Figure 15a shows the schedule of the gas procurement of the CCGT during the planning horizon considering the natural gas storage. The gas purchased in bilateral contracts is partially used in each day. Additionally, natural gas is withdrawn from the storage unit as well as purchased from the spot market to produce electricity. The natural gas injected into the storage is represented in the negative axis and comes from the gas purchased in the bilateral contract and spot market. Note that when gas prices are low, more gas is injected into the storage regarding the technical constraints. The stored gas is then used to feed the CCGT when the gas prices in the spot market are comparatively higher. A small quantity of gas is sold at the beginning and no imbalances is used. Figure 15b shows the gas procurement of the CCGT in the case in which gas storage is not considered. In this case, a small quantity of gas is sold in spot market in most of the days and a small quantity of imbalances is used. As it can be seen, the largest quantity of gas needed to feed the CCGT is purchased in the spot market.

5.5. Expected Electricity Sales

Figure 16 provides the sale of electricity in both cases, with and without gas storage. As stated above, the quantity of electricity sold through bilateral contracts is the same in both cases. However, the quantities traded in the spot market are different. In the case with a gas storage, the sales in the spot market are around 1.1% higher. The total expected electricity sold in the spot market by the CCGT owner with a storage unit is 27.40 GWh, whereas that amount is equal to 27.11 GWh in the case without gas storage.

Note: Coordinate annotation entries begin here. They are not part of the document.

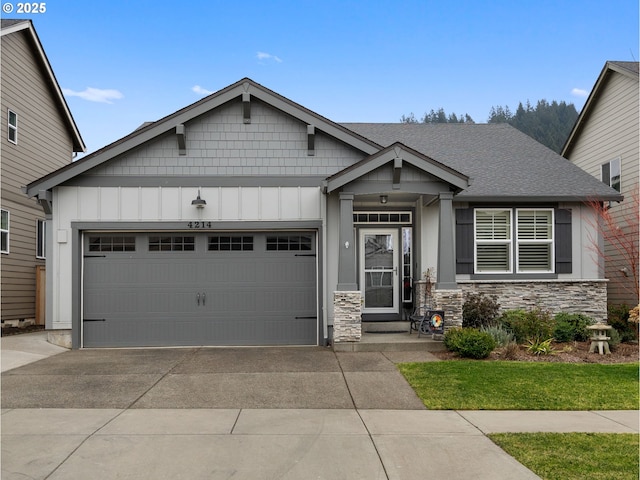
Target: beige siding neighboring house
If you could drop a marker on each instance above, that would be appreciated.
(39, 135)
(605, 143)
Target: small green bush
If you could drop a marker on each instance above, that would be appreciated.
(536, 323)
(479, 310)
(540, 347)
(469, 342)
(451, 339)
(571, 327)
(501, 335)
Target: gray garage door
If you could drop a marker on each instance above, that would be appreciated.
(200, 289)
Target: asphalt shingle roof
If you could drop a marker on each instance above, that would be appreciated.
(503, 163)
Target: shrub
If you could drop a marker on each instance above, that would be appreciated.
(618, 318)
(479, 310)
(501, 335)
(511, 351)
(571, 327)
(614, 338)
(469, 342)
(452, 339)
(536, 323)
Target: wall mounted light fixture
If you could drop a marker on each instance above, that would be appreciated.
(199, 202)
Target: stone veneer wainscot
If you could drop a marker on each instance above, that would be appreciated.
(580, 296)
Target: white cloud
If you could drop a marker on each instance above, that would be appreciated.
(95, 94)
(200, 91)
(265, 57)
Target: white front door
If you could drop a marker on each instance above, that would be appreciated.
(379, 270)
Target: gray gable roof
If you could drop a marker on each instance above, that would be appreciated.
(503, 163)
(10, 26)
(629, 69)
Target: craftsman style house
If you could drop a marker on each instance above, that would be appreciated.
(38, 136)
(247, 219)
(604, 142)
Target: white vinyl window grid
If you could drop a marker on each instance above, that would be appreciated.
(12, 123)
(493, 247)
(41, 239)
(611, 173)
(4, 231)
(534, 240)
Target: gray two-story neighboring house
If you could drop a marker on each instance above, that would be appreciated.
(605, 143)
(247, 219)
(39, 135)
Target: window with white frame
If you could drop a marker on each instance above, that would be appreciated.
(41, 236)
(498, 240)
(611, 173)
(4, 231)
(13, 126)
(493, 245)
(534, 239)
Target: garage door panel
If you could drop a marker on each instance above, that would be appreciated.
(201, 297)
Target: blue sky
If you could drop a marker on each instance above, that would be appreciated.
(121, 63)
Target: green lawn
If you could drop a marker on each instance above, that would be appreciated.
(574, 456)
(478, 385)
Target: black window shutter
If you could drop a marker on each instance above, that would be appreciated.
(464, 240)
(563, 241)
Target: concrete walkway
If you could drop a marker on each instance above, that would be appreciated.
(249, 414)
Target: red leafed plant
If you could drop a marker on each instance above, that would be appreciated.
(619, 227)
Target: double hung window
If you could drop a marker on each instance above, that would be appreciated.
(611, 173)
(41, 234)
(4, 231)
(13, 127)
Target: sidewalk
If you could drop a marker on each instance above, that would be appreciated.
(243, 426)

5.6. Storage Operation Per Scenario

Figure 17 represents the operation of the gas storage for each of the 25 considered scenarios. Dark blue lines represent expected values, whereas single scenarios are represented using light blue lines. It is observed that the energy stored increases during the first three days and continuously decreases during the last three of the planning horizon (see Figure 17a). The reason for this is the largest quantity of gas injection occurs between days one and three, as shown in Figure 17b. On the contrary, the withdrawal grows until all available working gas is used (see Figure 17c). On the fourth day, the largest amount of stored gas is withdrawn and then on the fifth day the withdrawal is significantly reduced.

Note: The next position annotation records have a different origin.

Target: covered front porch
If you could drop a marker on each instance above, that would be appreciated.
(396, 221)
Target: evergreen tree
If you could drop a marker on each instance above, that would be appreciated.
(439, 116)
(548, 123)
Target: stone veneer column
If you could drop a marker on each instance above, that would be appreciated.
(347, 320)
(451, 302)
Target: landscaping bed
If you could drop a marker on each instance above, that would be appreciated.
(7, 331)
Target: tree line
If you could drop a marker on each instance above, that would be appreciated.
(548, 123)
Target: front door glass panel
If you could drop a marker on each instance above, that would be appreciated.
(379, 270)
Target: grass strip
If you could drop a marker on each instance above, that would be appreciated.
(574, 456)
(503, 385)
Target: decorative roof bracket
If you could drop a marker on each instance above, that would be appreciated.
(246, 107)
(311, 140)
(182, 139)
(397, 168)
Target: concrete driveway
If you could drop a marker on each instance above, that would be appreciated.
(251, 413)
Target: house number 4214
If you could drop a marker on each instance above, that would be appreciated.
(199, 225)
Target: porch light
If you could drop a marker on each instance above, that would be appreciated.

5.7. Sensitivity Analysis: Gas Storage Unit

In this section, we provide the results obtained from performing a sensitivity analysis based on the size of the gas storage unit. The sensitivity analysis is carried out by modifying the value of two parameters, namely the maximal technical capacity of the storage unit and the withdrawal/injection flow capacity. Therefore, we solve the proposed model for different values of those parameters and evaluate their influence on the outcomes. Specifically, we solve the model considering three additional sizes of the maximal technical capacity, i.e., sizes corresponding to 25%, 50%, and 75% of the highest value considered (35,000 MWh). In addition, we combine the previous cases with three different values of the withdrawal/injection flow capacity, which are defined following the same criterion, i.e., the flow capacity takes values corresponding to 25%, 50%, and 75% of the highest value considered (16,000 MWh/day). For the sake of conciseness, we compare the outcomes of each case in terms of the increase on expected profit compared to the case without a natural gas storage unit. Figure 18 provides the expect profit increase obtained when storage is used. From this figure, we observe that when the maximal withdrawal/infection capacity decreases from 75% to 50% of the initial capacity, the profit difference remains rather stable. However, the reduction from 50% to 25% of the withdrawal/infection capacity leads to a high decrease in the profit difference of both cases. From this figure, we can also conclude that, in terms of profit, the reduction of the maximal withdrawal infection is more relevant than the reduction of the maximal capacity of storage.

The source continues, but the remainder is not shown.